Reference: A Scientific Approach to Meditation

Meditation Exercise 1:

Meditative posture

Purpose:

To train the student to BE there comfortably settled in a meditative posture. The idea is to get the student to BE there and not do anything else but BE there.

Pre-requisite:

Study Chapter 3: Posture in Meditation

Instructions:

Find a quiet location to meditate, where you may be undisturbed for at least half an hour. Sit down in a posture per the reference above.

The meditative posture must stably maintain itself besides being natural and comfortable. It is important that the body be stably erect, and the mind alert in the mindfulness mode.

Use cushions as necessary. Prepare for a meditation session of at least twenty minutes. Set an alarm to indicate the end of session.

Adjust the posture till the body is comfortable. Take the time necessary to settle down. Once settled, keep the body immobile.

The first thing to observe is the natural process of breathing.

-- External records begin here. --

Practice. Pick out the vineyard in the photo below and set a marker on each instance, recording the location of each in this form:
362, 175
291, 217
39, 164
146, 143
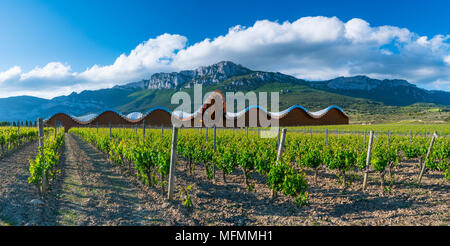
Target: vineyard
289, 172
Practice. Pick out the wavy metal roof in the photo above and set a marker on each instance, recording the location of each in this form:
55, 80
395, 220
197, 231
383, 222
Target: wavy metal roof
137, 116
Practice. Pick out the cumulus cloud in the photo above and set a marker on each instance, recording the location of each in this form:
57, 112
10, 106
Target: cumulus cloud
314, 48
11, 73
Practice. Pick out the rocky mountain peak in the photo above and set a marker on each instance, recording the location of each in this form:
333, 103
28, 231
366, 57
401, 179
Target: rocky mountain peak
364, 83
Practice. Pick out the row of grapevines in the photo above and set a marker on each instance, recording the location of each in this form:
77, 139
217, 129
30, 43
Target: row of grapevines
47, 158
12, 137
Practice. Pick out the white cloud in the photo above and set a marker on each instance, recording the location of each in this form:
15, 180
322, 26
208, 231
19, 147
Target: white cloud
447, 59
314, 48
151, 56
11, 73
53, 70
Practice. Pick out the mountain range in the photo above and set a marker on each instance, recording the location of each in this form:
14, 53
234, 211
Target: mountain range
358, 94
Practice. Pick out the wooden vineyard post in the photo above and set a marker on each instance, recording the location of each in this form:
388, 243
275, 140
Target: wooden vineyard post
278, 140
365, 138
426, 158
280, 154
41, 152
55, 127
366, 171
410, 136
143, 130
389, 133
173, 160
214, 148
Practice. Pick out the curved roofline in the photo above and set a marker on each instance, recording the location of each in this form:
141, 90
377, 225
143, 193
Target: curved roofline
280, 114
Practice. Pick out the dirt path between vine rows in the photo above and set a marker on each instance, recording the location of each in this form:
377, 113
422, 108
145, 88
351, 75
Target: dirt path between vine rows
16, 193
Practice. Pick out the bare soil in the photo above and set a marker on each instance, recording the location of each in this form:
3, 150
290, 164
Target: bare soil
92, 191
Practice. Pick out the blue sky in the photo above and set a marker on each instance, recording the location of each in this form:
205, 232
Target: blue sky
74, 45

Look at breathing as it is naturally. Observe the impulses that make the breath to go in and out. Experience the long and short breaths as they are occurring by themselves.

Do not attempt to regulate the breathing.

When you start to meditate the body relaxes. This may give rise to minor physical reactions, such as, swallows, twitches, aches, etc.

Do not interfere with any reactions. Let them occur as they may.

Thoughts about daily activity and recent events may start to crowd the mind.

Do not avoid, resist, deny, or suppress any thoughts. Let them come and go as they may.

Meditation is being there, and seeing things as they are.

The idea is to BE there and not do anything else but BE there.

Continue this exercise for 20 minutes. You may repeat this exercise as many times as you wish until you are fully satisfied with your meditative posture.

End of Exercise:

When you can BE there comfortably and PERCEIVE without your attention going to the posture, the exercise is passed.